Patterns (N Y). 2021 Mar 12;2(3):100212. doi: 10.1016/j.patter.2021.100212. Epub 2021 Jan 28.

Abstract

We introduce VERSO, a two-step framework for the characterization of viral evolution from sequencing data of viral genomes, which is an improvement on phylogenomic approaches for consensus sequences. VERSO exploits an efficient algorithmic strategy to return robust phylogenies from clonal variant profiles, also in conditions of sampling limitations. It then leverages variant frequency patterns to characterize the intra-host genomic diversity of samples, revealing undetected infection chains and pinpointing variants likely involved in homoplasies. On simulations, VERSO outperforms state-of-the-art tools for phylogenetic inference.

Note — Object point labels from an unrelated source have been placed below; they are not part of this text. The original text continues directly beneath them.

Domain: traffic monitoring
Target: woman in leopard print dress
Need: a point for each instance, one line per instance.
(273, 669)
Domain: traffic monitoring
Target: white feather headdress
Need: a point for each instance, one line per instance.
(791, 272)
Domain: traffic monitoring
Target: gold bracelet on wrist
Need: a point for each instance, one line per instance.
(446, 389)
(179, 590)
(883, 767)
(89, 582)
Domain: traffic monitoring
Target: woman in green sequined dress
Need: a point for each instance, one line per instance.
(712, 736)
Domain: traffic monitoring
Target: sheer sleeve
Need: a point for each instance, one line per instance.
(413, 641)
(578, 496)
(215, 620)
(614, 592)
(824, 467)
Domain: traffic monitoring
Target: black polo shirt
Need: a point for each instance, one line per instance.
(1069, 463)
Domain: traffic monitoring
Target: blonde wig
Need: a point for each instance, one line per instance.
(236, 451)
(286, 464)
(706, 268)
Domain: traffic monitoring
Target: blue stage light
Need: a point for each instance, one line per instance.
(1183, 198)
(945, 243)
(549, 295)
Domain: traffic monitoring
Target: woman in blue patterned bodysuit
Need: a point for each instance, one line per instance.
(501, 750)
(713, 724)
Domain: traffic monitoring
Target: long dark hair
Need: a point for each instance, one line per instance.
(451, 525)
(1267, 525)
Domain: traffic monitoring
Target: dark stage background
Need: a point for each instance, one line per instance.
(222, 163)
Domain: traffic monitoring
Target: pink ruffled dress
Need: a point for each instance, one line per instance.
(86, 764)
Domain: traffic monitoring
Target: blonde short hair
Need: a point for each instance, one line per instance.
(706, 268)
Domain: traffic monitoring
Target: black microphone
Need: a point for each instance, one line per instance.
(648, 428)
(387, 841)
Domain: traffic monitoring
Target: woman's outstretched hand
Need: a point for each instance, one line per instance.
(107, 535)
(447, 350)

Notably, the application to 6,726 amplicon and RNA sequencing samples refines the estimation of severe acute respiratory syndrome coronavirus 2 (SARS-CoV-2) evolution, while co-occurrence patterns of minor variants unveil undetected infection paths, which are validated with contact tracing data. Finally, the analysis of SARS-CoV-2 mutational landscape uncovers a temporal increase of overall genomic diversity and highlights variants transiting from minor to clonal state and homoplastic variants, some of which fall on the spike gene. Available at: https://github.com/BIMIB-DISCo/VERSO.

Keywords: COVID-19; SARS-CoV-2; genomic surveillance; intra-host genomic diversity; phylogenomics; viral evolution; viral variants.